Nurturing nature: Horticulturist Kilbane tends

Nurturing nature: Horticulturist Kilbane tends to hardy and perennial lily competitors. Michael Zirkle

Sharing pond space with the bullfrog is a sprinkling of water lilies, some with vibrant blooms, others with swelling buds, a few with nothing more than surface leaves. Each plant is identified by a cryptic sign: Tropical #3. Hardy #1. The frog-seeking group doesn't seem to notice the lilies. Neither does a young Japanese couple who take turns posing for pictures in front of the pond. A third set of visitors descends from the garden terraces. A boy in the group spies the Victoria lilies, with their large, round, low-rimmed, thorn-encrusted leaves, and throws a pebble at the leaf, aiming for dead center.

Nurturing nature:

Nurturing nature: contest entries identified by numbered signs. Michael Zirkle.
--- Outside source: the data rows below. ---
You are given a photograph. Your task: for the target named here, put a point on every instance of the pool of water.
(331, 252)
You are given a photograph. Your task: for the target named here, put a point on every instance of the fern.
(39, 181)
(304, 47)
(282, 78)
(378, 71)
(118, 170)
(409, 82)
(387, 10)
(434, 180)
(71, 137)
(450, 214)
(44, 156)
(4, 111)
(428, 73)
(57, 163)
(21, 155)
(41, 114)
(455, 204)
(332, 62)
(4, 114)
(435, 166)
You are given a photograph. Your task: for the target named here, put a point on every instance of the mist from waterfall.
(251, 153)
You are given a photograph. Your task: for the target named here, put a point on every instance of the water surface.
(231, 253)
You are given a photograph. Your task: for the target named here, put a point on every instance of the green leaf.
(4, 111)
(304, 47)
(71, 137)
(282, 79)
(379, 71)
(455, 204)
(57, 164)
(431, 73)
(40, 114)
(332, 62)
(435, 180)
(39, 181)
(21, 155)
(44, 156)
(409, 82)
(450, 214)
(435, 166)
Standing nearby, Tamara Kilbane shakes her head and manages a resigned smile at the not uncommon sight. As the gardens' aquatic plant horticulturist, Kilbane oversees the health and vitality of various ponds and pools throughout the fifty-five-acre expanse. More than 300,000 people visit the gardens every year; it's no surprise that some of them treat the environs with less reverence than others. But in the case of the delicate water lilies, there's more at stake than just protecting nature's glory.

A few days earlier, Kilbane had installed the signs to mark this year's entries in the International Waterlily & Water Gardening Society (IWGS) New Water Lily Competition. Duke Gardens is hosting the contest for the fourth year in a row, and as in the past three years, visitors to the gardens—or the gardens' website—can vote for their favorites. Although the official judging is conducted by a team of international water lily experts, the popular vote helps the IWGS and lily growers know what appeals to consumers, while enhancing public awareness of the innumerable variety within the Nymphaea genus.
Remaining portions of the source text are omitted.